News - 27.12.2020

Deux enfants palestiniens et «la justice» Israélienne

Deux enfants Palestiniens et «la justice» Israélienne: Racisme et suprématie juive sont parfaitement légaux en Israël

Par Mohamed Larbi Bouguerra - Y a-t-il des limites à l’hypocrisie et aux mensonges ?

Etat démocratique, Israël, avec des citoyens non juifs sans droits, discriminés et soumis à un innommable apartheid en vertu de la loi de l’Etat-Nation du Peuple Juif de 2018 ?

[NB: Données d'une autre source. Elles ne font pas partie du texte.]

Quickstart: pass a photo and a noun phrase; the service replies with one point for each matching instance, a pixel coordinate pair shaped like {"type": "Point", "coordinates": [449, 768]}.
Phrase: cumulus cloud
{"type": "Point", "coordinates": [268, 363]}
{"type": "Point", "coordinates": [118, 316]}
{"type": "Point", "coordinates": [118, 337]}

Etat démocratique, Israël, dont le Premier Ministre corrompu traîne tant de casseroles et que des manifestants, chaque samedi depuis six mois, en dénoncent la politique économique et la gestion de la pandémie ? Les pitoyables stratagèmes de Netanyahou pour échapper à la justice viennent de faire flop avec la dissolution du Parlement (Knesset) entraînant la chute du gouvernement «d’union et d’urgence**» de l’improbable attelage Netanyahou- Ganz*** et l’appel aux quatrièmes élections générales en l’espace de deux années.  Israël illustre ainsi parfaitement aujourd’hui le mot de Talleyrand- cet orfèvre en matière de rouerie et de retournement de veste- qui disait que la politique est « la conjuration universelle du mensonge contre la vérité. » David Ben Gourion se désolait déjà du fait qu’Israël n’ait pas réussi à forger une nation et des dirigeants « de haute valeur morale ». (Lire Éric Rouleau, « Dans les coulisses du Proche-Orient. Mémoires d’un journaliste diplomate (1952-2012) », Fayard éditeur, Paris, 2012, p. 230)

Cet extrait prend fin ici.